He Hit, They Run

Nope, we won't stop talking about hit-and-runs! Three weeks after the Weekly's Simone Wilson first exposed the magnitude of the city's problem (“Hit-and-Run Epidemic,” Dec. 7), our writers (and readers) continue to explore the issue.

This week, readers responded to Jessica P. Ogilvie's Dec. 21 story, which told the tale of Marvin Rinnig, who tracked down a hit-and-run driver only to get burned by the family that had promised a $10,000 reward (“Hit-and-Run Reward No-Show“).

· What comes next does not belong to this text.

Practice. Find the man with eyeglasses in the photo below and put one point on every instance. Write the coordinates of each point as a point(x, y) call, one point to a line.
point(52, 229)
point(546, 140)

Quinntense writes, “I want to start off by commending both Marvin Rinnig and L.A. Councilman Paul Koretz. Without the former, this case would likely not have been solved. Without the latter, there would have been less media coverage and, thus, less chance to get Mr. Rinnig's attention.

“That said, I resent two implications put forth by the article/writer: the idea of Rinnig as a victim, and the argument that Koretz — and, by association, Los Angeles government as a whole — has any responsibility for the actions of a third party (i.e. the victim's family, the Zelmans). The Zelmans are the people — the ONLY people — who owe Zelman the $10,000.

Rinnig is NOT a victim. I do not feel sorry for him, nor do I care that he 'needs the money.' We all need money. Millions of people in Los Angeles have rent to pay. The more the writer keeps trying to position Rinnig as a victim — 'My apartment is going to condo'? Boo-freaking-hoo, ever consider moving? — the more I question the need for this story to even see print.”

MiltonWah believes Ogilvie didn't do Rennig any favors in her telling of his tale. “Somehow, a whiff of misrepresentation emerges from between the pages of this tale's portrayal of the good Samaritan–cum–shakedown artist intent on prying $10K from the Kleenex-clutching hands of comatose valet's mother. Is it fair, this portrayal of our complicated hero? I sense there is earnest goodness in this man, moreso than what emerges in the spirited and, yes, captivating copy.”

Our Darkest Hour

Several readers also questioned Scott Foundas' review of Kathryn Bigelow's Zero Dark Thirty, finding it too willing to excuse torture (“Raiders of Abbottabad“). “'Call it torture if you must'?” writes reader Mattcornell0. “Really, Scott? You don't know whether to call it torture?”

Steve Barr agrees. “I'm surprised that a critic as good as Scott Foundas has, like a lot of other film critics, been taken in by the tag team of Boal and Bigelow,” he writes. “First he thinks the torture shown was effective. I guess after senators Feinstein, Levin and McCain, followed by the acting director of the CIA, poured water on that (pun intended), he must feel like a fool. Also, if he thought that the London subway scene or the CIA base attack was gripping, he either didn't see it coming like I did, or never read newspaper accounts of both events. Either way Zero Dark Thirty has to be one of the most overpraised films in years.”